Replacement of Quicksort in java.util.Arrays with new Dual-Pivot
Goktug Gokdogan
gokdogan at gmail.com
Sat Sep 12 16:22:41 UTC 2009
In fact, at first I intentionally skipped the warming-up code, thinking that
use of non-jvm optimized code could give some idea if more fine-tuning
required in the implementation. Then I realized that results also includes
the class loading times :(. So I added code that will just load classes by
sorting an empty array. After change Array.sort was still giving competitive
results at 1000 items. (points to my previous theory about fine-tuning?)
Finally, I decided give the code into hot-spots ingenious hands, dual-pivot
sorted 5000 items in about %35 shorter times.Good job!
2009/9/12 Vladimir Iaroslavski <iaroslavski at mail.ru>
> Hello,
>
> As you mentioned, warm up is needed.
> Add just several lines as here:
> ...
> Random random = new Random();
>
> DualPivotQuicksort.sort(array);
> DualPivotQuicksort.sort(array);
> Arrays.sort(array2);
> Arrays.sort(array2);
>
> for (int i = 0; i < n; i++) {
> int r = random.nextInt(n);
> array[i] = r;
> array2[i] = r;
> }
> ...
> after that I see ratio of time:
>
> 943761 - Arrays
> 534816 - DualPivotQuicksort
>
> do you?
>
> In original your version where you have only one call
> of Quicksorts, a lot of time is spent for loading classes.
>
> And I also note that it is better to run algorithms many times
> (say, 50-100 times) and take average (or minimum) time.
>
> Thank you,
> Vladimir
>
> P.S. Benchmarking in Java is "Dark Art"
>
> -----Original Message-----
> From: Goktug Gokdogan <gokdogan at gmail.com>
> To: Vladimir Iaroslavski <iaroslavski at mail.ru>
> Date: Sat, 12 Sep 2009 15:13:17 +0300
> Subject: Re: Replacement of Quicksort in java.util.Arrays with new
> Dual-Pivot
> Quicksort
>
> > Sorry :( . Please ignore previous post.
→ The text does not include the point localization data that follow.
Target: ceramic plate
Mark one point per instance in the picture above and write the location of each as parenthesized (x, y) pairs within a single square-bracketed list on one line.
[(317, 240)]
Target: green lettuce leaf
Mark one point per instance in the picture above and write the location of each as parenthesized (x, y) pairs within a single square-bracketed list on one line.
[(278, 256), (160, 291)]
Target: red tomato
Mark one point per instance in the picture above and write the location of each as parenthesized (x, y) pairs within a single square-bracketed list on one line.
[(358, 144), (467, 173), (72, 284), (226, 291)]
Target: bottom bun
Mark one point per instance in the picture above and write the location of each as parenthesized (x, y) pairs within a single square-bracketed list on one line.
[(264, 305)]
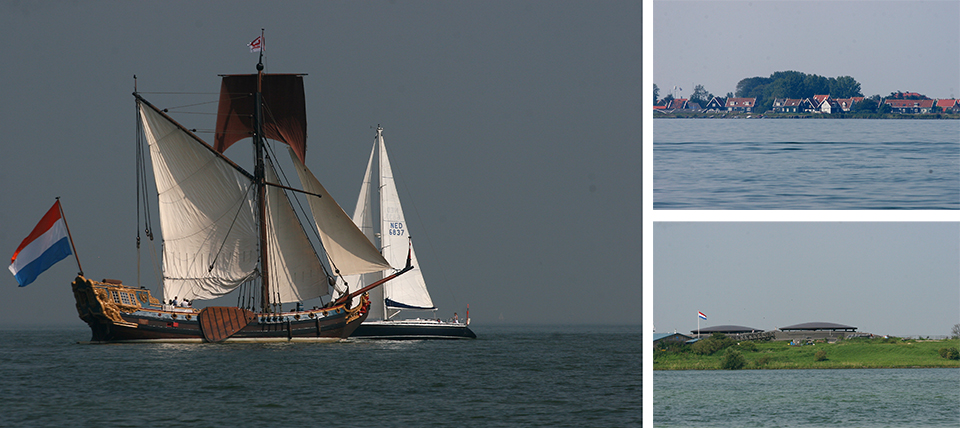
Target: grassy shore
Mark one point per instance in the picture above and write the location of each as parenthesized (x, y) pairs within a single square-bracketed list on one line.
[(678, 114), (846, 354)]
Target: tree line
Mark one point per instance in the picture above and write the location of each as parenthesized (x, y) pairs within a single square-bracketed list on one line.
[(781, 84)]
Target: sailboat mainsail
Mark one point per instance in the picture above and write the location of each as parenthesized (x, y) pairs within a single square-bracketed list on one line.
[(206, 213), (409, 291), (390, 230)]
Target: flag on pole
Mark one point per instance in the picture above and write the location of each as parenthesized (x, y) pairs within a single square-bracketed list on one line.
[(256, 45), (47, 244)]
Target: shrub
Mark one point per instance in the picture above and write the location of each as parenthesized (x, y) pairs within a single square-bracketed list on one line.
[(732, 360), (712, 344), (950, 353), (762, 361), (820, 355)]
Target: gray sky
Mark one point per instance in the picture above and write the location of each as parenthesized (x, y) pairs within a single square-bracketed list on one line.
[(885, 45), (512, 127), (883, 278)]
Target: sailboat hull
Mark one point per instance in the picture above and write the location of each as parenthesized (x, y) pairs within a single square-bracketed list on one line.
[(413, 330), (116, 313)]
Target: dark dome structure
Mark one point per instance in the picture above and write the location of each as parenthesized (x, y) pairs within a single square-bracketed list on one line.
[(727, 329), (818, 326)]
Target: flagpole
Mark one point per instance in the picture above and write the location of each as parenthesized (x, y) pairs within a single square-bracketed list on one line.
[(75, 255)]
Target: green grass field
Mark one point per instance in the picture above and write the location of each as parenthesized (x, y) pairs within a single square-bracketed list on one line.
[(847, 354)]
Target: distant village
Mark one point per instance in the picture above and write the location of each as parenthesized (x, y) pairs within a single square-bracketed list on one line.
[(904, 103)]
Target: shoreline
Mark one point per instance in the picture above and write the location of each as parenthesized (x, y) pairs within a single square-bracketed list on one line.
[(876, 353), (739, 115)]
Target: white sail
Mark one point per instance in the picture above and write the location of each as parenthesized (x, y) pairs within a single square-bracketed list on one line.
[(409, 291), (363, 217), (295, 270), (206, 214), (349, 251)]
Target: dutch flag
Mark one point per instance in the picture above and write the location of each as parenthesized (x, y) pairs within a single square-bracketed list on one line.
[(47, 244)]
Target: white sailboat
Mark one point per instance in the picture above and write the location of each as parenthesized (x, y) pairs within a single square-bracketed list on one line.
[(406, 293)]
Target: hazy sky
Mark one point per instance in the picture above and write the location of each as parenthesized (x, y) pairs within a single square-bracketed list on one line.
[(899, 278), (885, 45), (512, 126)]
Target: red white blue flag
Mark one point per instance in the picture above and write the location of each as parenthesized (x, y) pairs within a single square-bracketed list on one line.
[(47, 244), (256, 45)]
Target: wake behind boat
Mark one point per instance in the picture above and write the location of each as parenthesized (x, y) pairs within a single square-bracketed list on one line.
[(410, 291), (226, 230)]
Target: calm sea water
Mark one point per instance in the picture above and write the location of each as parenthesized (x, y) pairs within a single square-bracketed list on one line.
[(807, 398), (508, 377), (806, 164)]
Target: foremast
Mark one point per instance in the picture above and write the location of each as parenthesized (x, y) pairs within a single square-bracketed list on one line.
[(260, 181)]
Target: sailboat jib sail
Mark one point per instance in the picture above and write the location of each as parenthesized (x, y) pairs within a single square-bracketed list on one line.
[(206, 214)]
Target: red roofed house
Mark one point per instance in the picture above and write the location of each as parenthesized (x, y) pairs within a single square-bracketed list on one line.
[(716, 103), (846, 103), (910, 106), (741, 104), (786, 105), (949, 106), (817, 100), (683, 103), (830, 106)]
Warming-up yield to better
> results
> > in dual-pivot's favor.
> >
> > On Sat, Sep 12, 2009 at 2:43 PM, Goktug Gokdogan <gokdogan at gmail.com>
> wrote:
> >
> > > My absolutely non-scientific preliminary tests indicate Arrays.sort
> > > performs better with the same input (5000 items) in nearly all runs
> > > (-client).
> > > public static void main(String[] args) {
> > > final int n = 5000;
> > > int[] array = new int[n];
> > > int[] array2 = new int[n];
> > > Random random = new Random();
> > > for (int i = 0; i < n; i++) {
> > > int r = random.nextInt(n);
> > > array[i] = r;
> > > array2[i] = r;
> > > }
> > >
> > > long st1 = System.nanoTime();
> > > Arrays.sort(array2);
> > > long st2 = System.nanoTime();
> > > DualPivotQuicksort.sort(array);
> > > long end = System.nanoTime();
> > > System.out.println(st2 - st1);
> > > System.out.println(end - st2);
> > > }
> > >
> > > I tried changing which sort runs first, but the results did not change.
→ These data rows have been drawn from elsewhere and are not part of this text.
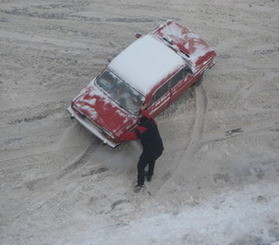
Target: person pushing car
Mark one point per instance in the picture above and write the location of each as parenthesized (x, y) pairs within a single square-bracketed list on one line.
[(152, 146)]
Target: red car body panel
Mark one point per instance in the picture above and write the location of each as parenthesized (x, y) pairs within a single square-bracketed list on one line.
[(105, 117)]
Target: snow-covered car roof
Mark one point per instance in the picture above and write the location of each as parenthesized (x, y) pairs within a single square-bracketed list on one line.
[(145, 63)]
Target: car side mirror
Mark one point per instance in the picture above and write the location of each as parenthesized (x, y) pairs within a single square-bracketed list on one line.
[(138, 35)]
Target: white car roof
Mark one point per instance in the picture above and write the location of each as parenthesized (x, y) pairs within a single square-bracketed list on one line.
[(145, 63)]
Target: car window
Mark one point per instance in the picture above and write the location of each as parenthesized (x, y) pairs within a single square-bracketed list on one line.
[(119, 91), (160, 92), (179, 76)]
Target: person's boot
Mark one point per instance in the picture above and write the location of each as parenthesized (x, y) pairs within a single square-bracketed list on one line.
[(138, 188)]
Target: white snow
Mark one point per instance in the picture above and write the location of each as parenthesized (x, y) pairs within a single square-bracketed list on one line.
[(217, 180), (145, 63)]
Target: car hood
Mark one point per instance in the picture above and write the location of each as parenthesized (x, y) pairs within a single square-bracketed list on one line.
[(103, 111)]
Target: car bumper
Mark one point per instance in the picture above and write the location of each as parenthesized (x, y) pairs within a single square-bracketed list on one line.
[(93, 129)]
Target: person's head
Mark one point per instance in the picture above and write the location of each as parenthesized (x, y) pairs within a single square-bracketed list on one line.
[(143, 119)]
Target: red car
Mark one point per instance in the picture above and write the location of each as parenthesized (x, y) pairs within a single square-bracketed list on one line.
[(153, 71)]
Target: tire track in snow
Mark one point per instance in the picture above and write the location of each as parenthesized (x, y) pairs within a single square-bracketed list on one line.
[(191, 149), (258, 85)]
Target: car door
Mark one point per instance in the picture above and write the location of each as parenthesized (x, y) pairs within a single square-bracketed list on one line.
[(180, 82), (160, 100)]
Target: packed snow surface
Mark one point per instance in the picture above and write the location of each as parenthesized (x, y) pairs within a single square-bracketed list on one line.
[(217, 180)]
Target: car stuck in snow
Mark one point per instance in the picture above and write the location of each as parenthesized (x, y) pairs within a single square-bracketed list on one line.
[(152, 72)]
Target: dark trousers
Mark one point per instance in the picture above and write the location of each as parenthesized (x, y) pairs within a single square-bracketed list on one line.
[(145, 159)]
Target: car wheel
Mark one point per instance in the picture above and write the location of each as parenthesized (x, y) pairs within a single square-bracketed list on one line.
[(199, 80)]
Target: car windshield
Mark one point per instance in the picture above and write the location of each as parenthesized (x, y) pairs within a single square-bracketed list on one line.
[(123, 94)]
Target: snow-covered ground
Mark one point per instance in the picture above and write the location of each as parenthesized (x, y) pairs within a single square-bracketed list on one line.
[(217, 181)]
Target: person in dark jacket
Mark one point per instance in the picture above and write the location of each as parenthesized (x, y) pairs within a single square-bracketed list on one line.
[(152, 146)]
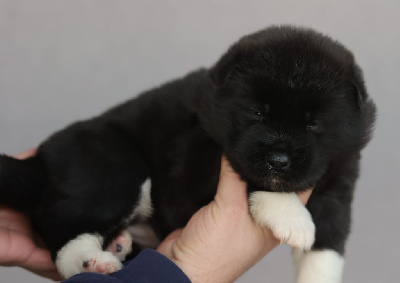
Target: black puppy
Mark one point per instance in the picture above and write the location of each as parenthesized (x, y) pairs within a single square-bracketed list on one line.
[(287, 106)]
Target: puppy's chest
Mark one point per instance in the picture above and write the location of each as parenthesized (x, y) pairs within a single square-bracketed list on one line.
[(185, 180)]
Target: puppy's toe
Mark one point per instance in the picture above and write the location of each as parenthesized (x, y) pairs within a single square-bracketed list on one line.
[(101, 262), (284, 214), (121, 245)]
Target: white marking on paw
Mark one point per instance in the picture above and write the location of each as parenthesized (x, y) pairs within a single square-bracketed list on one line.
[(318, 266), (143, 208), (121, 245), (83, 254), (286, 216), (101, 262)]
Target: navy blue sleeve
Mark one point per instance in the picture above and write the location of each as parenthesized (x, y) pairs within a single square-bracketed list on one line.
[(148, 267)]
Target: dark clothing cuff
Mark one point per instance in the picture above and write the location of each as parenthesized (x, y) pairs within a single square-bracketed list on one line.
[(148, 267)]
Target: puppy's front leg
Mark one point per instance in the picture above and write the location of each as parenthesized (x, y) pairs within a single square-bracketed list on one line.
[(285, 215)]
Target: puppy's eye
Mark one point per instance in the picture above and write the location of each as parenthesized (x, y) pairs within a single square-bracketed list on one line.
[(258, 115), (314, 126)]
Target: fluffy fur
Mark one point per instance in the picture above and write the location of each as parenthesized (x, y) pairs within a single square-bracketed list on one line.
[(287, 106)]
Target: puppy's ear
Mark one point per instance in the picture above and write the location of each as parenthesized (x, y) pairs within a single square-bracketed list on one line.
[(223, 68), (359, 90), (360, 94)]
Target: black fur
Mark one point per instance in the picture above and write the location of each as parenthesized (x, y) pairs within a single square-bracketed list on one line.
[(282, 104)]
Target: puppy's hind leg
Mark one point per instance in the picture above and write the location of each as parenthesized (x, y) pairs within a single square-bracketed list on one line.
[(85, 254), (330, 209)]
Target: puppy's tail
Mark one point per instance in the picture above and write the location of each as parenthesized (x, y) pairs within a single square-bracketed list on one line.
[(21, 182)]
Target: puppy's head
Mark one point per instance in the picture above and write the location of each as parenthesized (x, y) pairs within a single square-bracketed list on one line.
[(284, 103)]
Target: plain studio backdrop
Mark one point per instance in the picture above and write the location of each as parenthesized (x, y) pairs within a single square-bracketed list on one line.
[(66, 60)]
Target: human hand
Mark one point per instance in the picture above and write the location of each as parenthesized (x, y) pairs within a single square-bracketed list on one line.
[(17, 241), (221, 241)]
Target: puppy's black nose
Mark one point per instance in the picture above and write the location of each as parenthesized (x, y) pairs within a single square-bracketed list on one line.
[(278, 161)]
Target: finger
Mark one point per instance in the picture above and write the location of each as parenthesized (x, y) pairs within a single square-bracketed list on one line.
[(165, 247), (27, 153), (231, 189), (304, 196)]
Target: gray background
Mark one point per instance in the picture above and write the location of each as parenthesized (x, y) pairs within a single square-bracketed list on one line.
[(66, 60)]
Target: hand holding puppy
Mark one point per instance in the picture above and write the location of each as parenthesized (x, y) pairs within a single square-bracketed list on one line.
[(221, 241)]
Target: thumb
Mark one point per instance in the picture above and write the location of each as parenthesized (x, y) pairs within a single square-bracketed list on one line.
[(165, 247)]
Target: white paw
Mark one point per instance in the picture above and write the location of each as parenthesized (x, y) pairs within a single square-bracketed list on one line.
[(101, 262), (85, 254), (318, 266), (121, 245), (285, 215)]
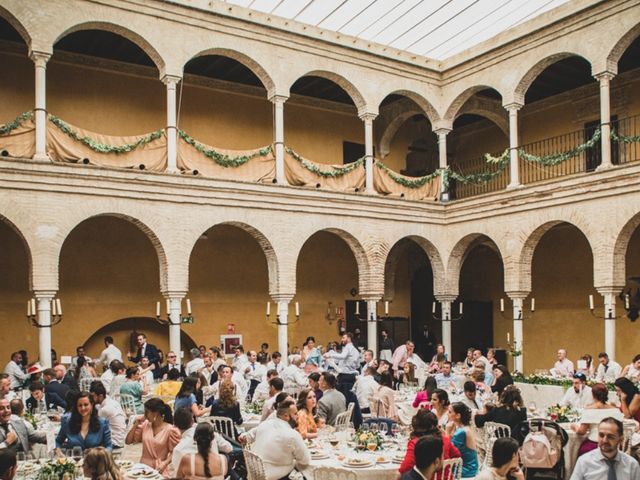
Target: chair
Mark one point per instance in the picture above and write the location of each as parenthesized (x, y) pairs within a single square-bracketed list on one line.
[(330, 473), (255, 467), (452, 469)]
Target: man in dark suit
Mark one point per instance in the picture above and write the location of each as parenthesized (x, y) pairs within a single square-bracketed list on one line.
[(147, 350), (428, 453), (16, 435)]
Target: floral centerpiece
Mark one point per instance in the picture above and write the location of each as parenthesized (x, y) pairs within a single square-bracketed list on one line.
[(559, 413), (363, 438), (60, 468)]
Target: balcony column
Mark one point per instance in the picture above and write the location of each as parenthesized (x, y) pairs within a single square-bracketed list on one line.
[(40, 60), (278, 138), (605, 119), (368, 119), (514, 173), (171, 82), (43, 317)]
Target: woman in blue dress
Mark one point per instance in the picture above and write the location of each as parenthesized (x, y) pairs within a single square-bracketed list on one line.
[(463, 437), (83, 428)]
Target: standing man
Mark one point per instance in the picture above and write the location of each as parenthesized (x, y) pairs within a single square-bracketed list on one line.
[(146, 350)]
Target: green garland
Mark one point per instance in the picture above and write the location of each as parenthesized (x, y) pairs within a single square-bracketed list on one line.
[(335, 172), (103, 147), (223, 159), (405, 182), (557, 158), (7, 128)]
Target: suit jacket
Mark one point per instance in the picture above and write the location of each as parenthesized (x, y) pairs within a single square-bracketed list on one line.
[(26, 434)]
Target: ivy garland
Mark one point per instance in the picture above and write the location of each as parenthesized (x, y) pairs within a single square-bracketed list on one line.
[(335, 171), (223, 159), (7, 128), (103, 147)]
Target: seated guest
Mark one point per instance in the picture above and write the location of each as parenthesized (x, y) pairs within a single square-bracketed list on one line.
[(563, 367), (204, 464), (306, 405), (424, 423), (332, 402), (39, 398), (110, 409), (428, 454), (578, 395), (471, 398), (509, 412), (463, 438), (134, 388), (171, 385), (629, 398), (83, 428), (505, 461), (592, 415), (279, 462), (607, 461), (364, 388), (158, 436), (183, 420), (186, 397), (608, 370), (423, 397), (502, 378), (98, 464)]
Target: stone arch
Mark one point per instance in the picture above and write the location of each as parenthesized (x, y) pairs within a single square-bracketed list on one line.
[(245, 60), (533, 72), (428, 248), (458, 255), (346, 85), (122, 31), (620, 47), (263, 242)]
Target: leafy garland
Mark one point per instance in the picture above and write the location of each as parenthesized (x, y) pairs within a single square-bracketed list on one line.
[(103, 147), (7, 128), (335, 172), (405, 182), (223, 159)]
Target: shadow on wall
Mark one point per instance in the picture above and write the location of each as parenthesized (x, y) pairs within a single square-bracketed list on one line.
[(122, 329)]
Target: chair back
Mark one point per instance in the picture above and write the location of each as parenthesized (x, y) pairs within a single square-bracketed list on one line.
[(255, 467), (330, 473)]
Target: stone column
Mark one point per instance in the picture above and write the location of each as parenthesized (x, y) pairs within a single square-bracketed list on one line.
[(43, 317), (172, 130), (368, 119), (605, 119), (513, 108), (278, 137), (40, 60)]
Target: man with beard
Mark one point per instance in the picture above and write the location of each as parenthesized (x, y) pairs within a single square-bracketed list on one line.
[(280, 462)]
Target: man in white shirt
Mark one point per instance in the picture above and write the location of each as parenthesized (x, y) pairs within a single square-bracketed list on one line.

> > > Over 100.000 items, dual-pivot consistently beats Arrays.sort.
> > >
> > > Well, this test is not a good reference though :)
> > >
> > > On Fri, Sep 11, 2009 at 5:27 PM, Vladimir Iaroslavski <
> iaroslavski at mail.ru
> > > > wrote:
> > >
> > >> Hi,
> > >>
> > >> I've tried to use local variable int ak = a[k] in the loop
> > >> and not found saving of time. There are 3 occurrences of a[k]
> > >> in each loop, but only two can be changed because third
> > >> comes after line: swap(a, k, great--);
> > >>
> > >> As summary: I'm changing only hardcoded constant by
> > >> private static final variables.
> > >>
> > >> Thank you,
> > >> Vladimir
> > >>
> > >> Ulf Zibis wrote:
> > >>
> > >>> Am 11.09.2009 15:32, RИmi Forax schrieb:
> > >>>
> > >>>> just my two cents :
> > >>>> In the loop tagged "sorting" and "equals element",
> > >>>> a[k] can be stored in a local variable to avoid to recompute it
> several
> > >>>> time.
> > >>>
> > >>> I add 2 cents more:
> > >>> Doesn't HotSpot see this, and optimize accordingly?
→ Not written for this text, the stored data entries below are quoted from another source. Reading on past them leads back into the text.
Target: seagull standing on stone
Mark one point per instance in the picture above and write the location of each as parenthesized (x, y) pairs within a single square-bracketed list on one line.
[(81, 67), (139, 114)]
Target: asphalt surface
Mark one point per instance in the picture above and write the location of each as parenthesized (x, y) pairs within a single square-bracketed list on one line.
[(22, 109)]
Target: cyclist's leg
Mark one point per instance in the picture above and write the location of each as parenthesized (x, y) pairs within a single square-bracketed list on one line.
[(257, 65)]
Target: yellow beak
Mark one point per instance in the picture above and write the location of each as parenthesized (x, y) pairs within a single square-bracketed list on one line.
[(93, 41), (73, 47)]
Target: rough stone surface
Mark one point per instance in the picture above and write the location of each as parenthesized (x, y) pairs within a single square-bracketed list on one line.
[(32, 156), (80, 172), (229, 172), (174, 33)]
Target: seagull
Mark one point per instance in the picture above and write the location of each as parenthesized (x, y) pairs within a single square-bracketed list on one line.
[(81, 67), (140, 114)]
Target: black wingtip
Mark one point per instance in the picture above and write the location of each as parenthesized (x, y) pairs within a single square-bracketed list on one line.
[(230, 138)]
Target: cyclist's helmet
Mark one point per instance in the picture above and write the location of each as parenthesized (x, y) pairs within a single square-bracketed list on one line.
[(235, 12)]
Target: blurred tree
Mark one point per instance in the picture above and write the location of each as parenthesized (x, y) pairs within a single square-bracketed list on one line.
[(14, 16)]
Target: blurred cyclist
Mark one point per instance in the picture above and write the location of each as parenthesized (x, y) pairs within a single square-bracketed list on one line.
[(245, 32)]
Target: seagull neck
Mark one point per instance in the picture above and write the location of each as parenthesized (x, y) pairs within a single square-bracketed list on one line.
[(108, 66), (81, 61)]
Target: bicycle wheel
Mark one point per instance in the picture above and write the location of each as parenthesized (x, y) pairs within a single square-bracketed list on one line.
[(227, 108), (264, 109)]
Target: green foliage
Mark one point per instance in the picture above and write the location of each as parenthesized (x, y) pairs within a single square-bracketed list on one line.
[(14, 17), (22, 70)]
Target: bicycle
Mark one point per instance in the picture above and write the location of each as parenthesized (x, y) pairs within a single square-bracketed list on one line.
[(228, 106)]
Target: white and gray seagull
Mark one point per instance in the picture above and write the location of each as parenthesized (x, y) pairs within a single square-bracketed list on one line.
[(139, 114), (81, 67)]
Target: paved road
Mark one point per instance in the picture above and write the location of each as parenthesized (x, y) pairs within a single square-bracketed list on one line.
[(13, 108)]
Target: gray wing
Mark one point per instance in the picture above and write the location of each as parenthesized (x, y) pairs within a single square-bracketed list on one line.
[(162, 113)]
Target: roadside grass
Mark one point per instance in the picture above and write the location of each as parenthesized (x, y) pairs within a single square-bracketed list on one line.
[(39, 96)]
> > >>> IMO: It's time that javac should do such optimization, as there are
> less
> > >>> optimized VM's in the world.
> > >>>
> > >>> -Ulf
> > >>>
> > >>>> The algorithm use two constants: 37 and 13,
> > >>>> I think they should be declared as private static final.
> > >>>>
> > >>>> RИmi
> > >>>>
> > >>>> Le 11/09/2009 12:35, Vladimir Yaroslavskiy a Иcrit :
> > >>>>
> > >>>>> Hello All,
> > >>>>>
> > >>>>> I'd like to share with you new Dual-Pivot Quicksort which is
> > >>>>> faster than the known implementations (theoretically and
> > >>>>> experimental). I'd like to propose to replace the JDK's
> > >>>>> Quicksort implementation by new one.
> > >>>>>
> > >>>>> Description
> > >>>>> -----------
> > >>>>> The classical Quicksort algorithm uses the following scheme:
> > >>>>>
> > >>>>> 1. Pick an element P, called a pivot, from the array.
> > >>>>> 2. Reorder the array so that all elements, which are less than
> > >>>>> the pivot, come before the pivot and all elements greater than
> > >>>>> the pivot come after it (equal values can go either way). After
> > >>>>> this partitioning, the pivot element is in its final position.
> > >>>>> 3. Recursively sort the sub-array of lesser elements and the
> > >>>>> sub-array of greater elements.
> > >>>>>
> > >>>>> The invariant of classical Quicksort is:
> > >>>>>
> > >>>>> [ <= p | >= p ]
> > >>>>>
> > >>>>> There are several modifications of the schema:
> > >>>>>
> > >>>>> [ < p | = p | > p ] or [ = p | < p | > p | = p ]
> > >>>>>
> > >>>>> But all of them use *one* pivot.
> > >>>>>
> > >>>>> The new Dual-Pivot Quicksort uses *two* pivots elements in this
> manner:
> > >>>>>
> > >>>>> 1. Pick an elements P1, P2, called pivots from the array.
> > >>>>> 2. Assume that P1 <= P2, otherwise swap it.
> > >>>>> 3. Reorder the array into three parts: those less than the smaller
> > >>>>> pivot, those larger than the larger pivot, and in between are
> > >>>>> those elements between (or equal to) the two pivots.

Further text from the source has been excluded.